Over the course of my vacation (a few weeks ago), I managed to finish several
books that I had previously started, and read a couple new ones all the way
through:

* C. S. Lewis’s That Hideous Strength combines some campus-politics satire with weird arthuriana in the style of The Dark is Rising and is political in ways that sometimes remind me of 1984, but the main appeal is how utterly alien Lewis’s political positions (which he takes to be obvious & universal) are to me. By the end of the book, it becomes clear that the previous books in the series are some kind of John Carter style sword & planet SF, & that this entry is a departure in genre.

* Andrew Pickering’s The Cybernetic Brain is full of interesting technical & biographical detail I wasn’t aware of from a lifetime of being casually interested in cybernetics, & makes some interesting meta-philosophical points about cybernetics as a discipline being performance-oriented. He claims that the way that cyberneticians are interested in the performative aspects of processes as opposed to a focus on categorization & situated knowledge is to blame for how difficult it was for early cyberneticians to find permanent slots in academia & that it made a lot of people find cybernetics hard to understand (since cybernetics is not really concerned with how information is stored or formatted, but only with how past experience can be made to influence future action).

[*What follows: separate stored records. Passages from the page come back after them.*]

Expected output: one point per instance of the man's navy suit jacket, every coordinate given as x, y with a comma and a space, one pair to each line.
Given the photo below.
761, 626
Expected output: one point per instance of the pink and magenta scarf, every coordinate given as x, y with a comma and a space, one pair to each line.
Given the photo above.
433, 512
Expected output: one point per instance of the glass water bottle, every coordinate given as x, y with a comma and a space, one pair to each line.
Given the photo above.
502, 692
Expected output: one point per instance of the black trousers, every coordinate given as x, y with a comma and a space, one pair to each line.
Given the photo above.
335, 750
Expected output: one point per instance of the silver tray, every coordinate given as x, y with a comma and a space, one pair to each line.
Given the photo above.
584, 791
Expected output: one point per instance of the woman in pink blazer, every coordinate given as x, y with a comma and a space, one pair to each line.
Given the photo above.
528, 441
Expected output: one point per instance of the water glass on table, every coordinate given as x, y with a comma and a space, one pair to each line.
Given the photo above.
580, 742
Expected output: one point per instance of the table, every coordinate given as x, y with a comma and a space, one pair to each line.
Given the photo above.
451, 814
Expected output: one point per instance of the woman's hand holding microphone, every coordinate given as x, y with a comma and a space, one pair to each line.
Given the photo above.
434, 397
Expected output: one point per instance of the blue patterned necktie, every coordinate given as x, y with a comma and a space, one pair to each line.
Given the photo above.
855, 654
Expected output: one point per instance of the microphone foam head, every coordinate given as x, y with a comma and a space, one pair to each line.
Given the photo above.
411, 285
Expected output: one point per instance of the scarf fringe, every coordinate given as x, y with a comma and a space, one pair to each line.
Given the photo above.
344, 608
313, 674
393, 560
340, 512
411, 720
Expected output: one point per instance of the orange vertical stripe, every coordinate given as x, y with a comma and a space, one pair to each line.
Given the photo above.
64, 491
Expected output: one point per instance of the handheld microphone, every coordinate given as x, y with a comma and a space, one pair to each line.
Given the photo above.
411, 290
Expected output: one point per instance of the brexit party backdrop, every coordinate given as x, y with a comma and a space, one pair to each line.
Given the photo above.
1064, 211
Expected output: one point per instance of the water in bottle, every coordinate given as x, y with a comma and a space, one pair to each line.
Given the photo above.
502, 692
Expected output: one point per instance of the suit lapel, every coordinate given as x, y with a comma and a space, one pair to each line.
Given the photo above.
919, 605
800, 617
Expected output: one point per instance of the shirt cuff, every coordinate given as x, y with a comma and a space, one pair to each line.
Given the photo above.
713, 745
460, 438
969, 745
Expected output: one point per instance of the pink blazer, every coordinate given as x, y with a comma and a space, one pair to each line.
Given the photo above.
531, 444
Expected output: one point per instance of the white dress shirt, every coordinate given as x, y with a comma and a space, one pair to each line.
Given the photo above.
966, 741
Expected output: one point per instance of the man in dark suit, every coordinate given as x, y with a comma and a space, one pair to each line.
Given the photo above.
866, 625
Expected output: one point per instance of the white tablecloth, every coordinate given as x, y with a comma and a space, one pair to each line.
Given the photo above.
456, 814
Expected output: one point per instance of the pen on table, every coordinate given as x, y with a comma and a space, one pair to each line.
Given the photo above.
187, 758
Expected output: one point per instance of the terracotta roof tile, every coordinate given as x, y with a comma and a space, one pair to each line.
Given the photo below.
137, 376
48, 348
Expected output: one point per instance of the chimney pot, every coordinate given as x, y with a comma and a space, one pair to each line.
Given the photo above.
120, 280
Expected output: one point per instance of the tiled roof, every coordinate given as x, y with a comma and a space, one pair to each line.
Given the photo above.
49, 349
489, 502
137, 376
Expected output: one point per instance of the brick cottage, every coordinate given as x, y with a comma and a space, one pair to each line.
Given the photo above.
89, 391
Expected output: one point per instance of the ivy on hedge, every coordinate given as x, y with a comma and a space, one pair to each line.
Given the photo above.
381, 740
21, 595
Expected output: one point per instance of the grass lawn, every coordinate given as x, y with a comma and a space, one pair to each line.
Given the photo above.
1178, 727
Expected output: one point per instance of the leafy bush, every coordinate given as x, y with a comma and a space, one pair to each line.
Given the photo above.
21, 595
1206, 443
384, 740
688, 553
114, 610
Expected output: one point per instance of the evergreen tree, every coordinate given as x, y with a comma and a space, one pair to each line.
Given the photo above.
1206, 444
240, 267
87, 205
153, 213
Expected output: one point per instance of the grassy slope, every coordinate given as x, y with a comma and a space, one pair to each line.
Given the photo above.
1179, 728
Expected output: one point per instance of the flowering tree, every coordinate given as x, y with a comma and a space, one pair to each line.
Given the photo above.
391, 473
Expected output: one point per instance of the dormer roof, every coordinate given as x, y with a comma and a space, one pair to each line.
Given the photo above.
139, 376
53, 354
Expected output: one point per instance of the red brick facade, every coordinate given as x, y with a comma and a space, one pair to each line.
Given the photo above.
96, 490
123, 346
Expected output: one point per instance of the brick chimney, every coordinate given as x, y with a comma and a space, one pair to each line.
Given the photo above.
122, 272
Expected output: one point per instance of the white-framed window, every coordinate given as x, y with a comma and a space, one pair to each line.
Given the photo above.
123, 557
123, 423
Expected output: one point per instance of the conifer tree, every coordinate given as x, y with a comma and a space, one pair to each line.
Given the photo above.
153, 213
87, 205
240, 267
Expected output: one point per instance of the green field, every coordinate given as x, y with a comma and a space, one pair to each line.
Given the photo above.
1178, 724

* Many of the stories in The Best of Richard Matheson are familiar from adaptation, but adaptation gets rid of some of Matheson’s interesting tics (like extensive use of eye-dialect and unreliable narration). LaVaille’s introduction is fantastic & worth the price of admission alone.

* Minae Mizumura’s A True Novel was a lot more compelling than I expected it to be – Mizumura’s style (as modulated by the translator) is quietly engaging, and she paints a vivid picture without ever resorting to the kinds of fireworks that I usually prefer in prose. I was not caught out by having not read Wuthering Heights. I feel like the localization was somewhat inconsistent: in some cases, the translator fails to make explicit things that would confuse somebody totally unfamiliar with the japanese language, culture, and recent history, while in other cases, translation choices are made that are unnecessary to such a person or that actually eliminate information that would be of interest to such a person. (A concrete example: the translator fails to explain that pampas grass is a signifier of a haunted place in japanese ghost stories, says that the name ‘Fuyue’ is unexpected without explaining that the sisters’ names refer to seasons, and yet eliminates all honorifics & uses the same english word for two different japanese translations of ‘maid’ while talking about the distinctions between them.) However, the translation is generally very good, & I would have liked to read the translator’s notes. I got quite engrossed in it, even though it covers material that I don’t generally find interesting (I’m not enough of a weeb to be interested in Figuratively everything japanese).

* Mark Fischer’s Ghosts of My Life hung together less than I expected it to – it’s an essay collection composed mostly of previously-published material – and I was already familiar with some of the material in it simply from being in the general ecosystem of extremely-online left-theory people. However, it reminded me that Fischer, in addition to having a lot to say about Theory, was a skilled cultural/music critic, and as a result, I have a bunch of stuff I need to check out (and a new frame for making stuff I had previously dismissed interesting).

Also in my stack (partially finished): A People's History of Computing (which
is hard to get through because it's structured to be extremely repetitive, in
a way that would be necessary in a thicker & denser academic volume but is
completely unnecessary in what has clearly been dumbed down and cut to pieces
with an eye toward the general market), Jeff & Ann VanderMeer's anthology The
Weird (which I've been chewing on since 2015), Vernor Vinge's A Deepness In
The Sky (natch), and Interactive Programming Environments (an anthology of ACM
papers on the subject edited by Barstow).